「M4チップ」と「第10世代iPad」こそがAppleスペシャルイベントの真のスターかもしれない
ITmedia PC USER / 2024年5月10日 12時0分
iPad 10世代は5万8800円から購入できるようになった。円安が進行しているにも関わらず、2022年10月の発表時の価格から1万円値段が下がった。価格設定は明らかに日本のGIGAスクールを意識したものだ
iPad miniを除く、iPadシリーズが一新された5月7日のApple Event。イベント用に作られた映像での配慮の少ない過剰演出こそ不評だったが、発表された内容はその不評を払拭する勢いだ。
人気の「iPad Air」は、一回り大きい13インチモデルが加わり、動画視聴や読書、ゲームなど最も需要が大きい使い方をさらに快適に利用できるように変えている。
強く握るとペン先からツールが絞り出されるように飛び出てくるスクイーズ操作や、ペン先を回転させてストロークの向きを変えたりできるバレルロールの操作などに対応した「Apple Pencil Pro」は、筆などのアナログ筆記具に劣っていた表現を吸収するだけでなく、無駄なペン先の移動を無くし思考の中断を減らすことにも貢献しそうだ。

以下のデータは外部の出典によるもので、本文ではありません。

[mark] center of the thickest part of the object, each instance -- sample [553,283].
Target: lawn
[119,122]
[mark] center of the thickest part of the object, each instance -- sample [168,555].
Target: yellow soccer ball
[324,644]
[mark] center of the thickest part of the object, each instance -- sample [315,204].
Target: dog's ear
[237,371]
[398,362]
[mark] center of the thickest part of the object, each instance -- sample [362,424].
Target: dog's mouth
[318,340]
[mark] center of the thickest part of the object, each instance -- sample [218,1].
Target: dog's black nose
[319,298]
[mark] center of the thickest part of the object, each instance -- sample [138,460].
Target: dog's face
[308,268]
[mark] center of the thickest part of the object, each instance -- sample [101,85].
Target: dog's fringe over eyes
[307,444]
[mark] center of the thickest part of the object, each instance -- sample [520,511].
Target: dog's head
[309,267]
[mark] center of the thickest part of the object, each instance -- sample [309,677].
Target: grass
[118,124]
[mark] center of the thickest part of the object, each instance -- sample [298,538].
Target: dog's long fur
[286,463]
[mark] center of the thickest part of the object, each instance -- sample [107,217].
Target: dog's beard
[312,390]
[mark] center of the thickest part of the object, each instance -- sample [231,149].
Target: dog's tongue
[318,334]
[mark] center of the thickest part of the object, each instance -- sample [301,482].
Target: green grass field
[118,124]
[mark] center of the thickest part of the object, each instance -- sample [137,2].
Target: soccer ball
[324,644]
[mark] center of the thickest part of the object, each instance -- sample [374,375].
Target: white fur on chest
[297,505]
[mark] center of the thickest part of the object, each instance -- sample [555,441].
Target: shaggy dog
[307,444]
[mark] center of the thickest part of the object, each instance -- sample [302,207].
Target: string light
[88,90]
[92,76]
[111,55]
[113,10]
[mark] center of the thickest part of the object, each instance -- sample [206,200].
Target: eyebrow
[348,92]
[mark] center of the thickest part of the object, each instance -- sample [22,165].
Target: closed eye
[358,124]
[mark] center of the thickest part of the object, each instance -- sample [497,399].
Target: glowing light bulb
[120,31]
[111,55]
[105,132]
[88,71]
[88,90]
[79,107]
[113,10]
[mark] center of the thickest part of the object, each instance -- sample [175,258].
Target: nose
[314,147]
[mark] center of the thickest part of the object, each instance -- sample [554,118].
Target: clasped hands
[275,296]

そして「iPad Pro」は、これまでのApple製品の中で最薄なだけでなく、プロの映像クリエイターが膝の上で映像の品質チェックができる美しいタンデムOLEDのディスプレイを備えながら、まだMacにすら搭載されていない最先端の「M4チップ」を内蔵している。
そんなApple Eventだが、この記事では既に多くの記事で紹介されているiPad Air、iPad Pro、Apple Pencil Proについては、遠からずまたレビュー記事を書くことになると思う。この記事では、それらでは触れない2つの注目ポイントに焦点を当てたい。
それは、「第10世代iPad」とM4チップだ。
●日本の学校の未来のために頑張った「第10世代iPad」
筆者がまず注目したいのは、AirもProも付かない標準iPadの最新モデルである第10世代iPadだ。
2022年10月に発表されたモデルだが、一気に進んだ円安であらゆる海外製品が値上げされている中、何と価格が1万円も引き下げられ、5万8800円(64GB+Wi-Fiモデルの場合/税込み、以下同様)から購入できる。
これは、日本の多くの学校にとって非常に大きな意味を持つことだ。
日本では全国の児童/生徒1人に1台のコンピュータと高速ネットワークを整備する文部科学省の取り組み、「GIGAスクール構想」がコロナ禍に入って前倒しでスタート。今では世界に誇れる、最も学習用デジタル端末が普及した国の1つに生まれ変わった。
このGIGAスクールでは、どのモデルを採用するかまでは定めておらず、学校や教育委員会がWindowsのPCやタブレット、Chromebook、iPadなどから選定して導入している。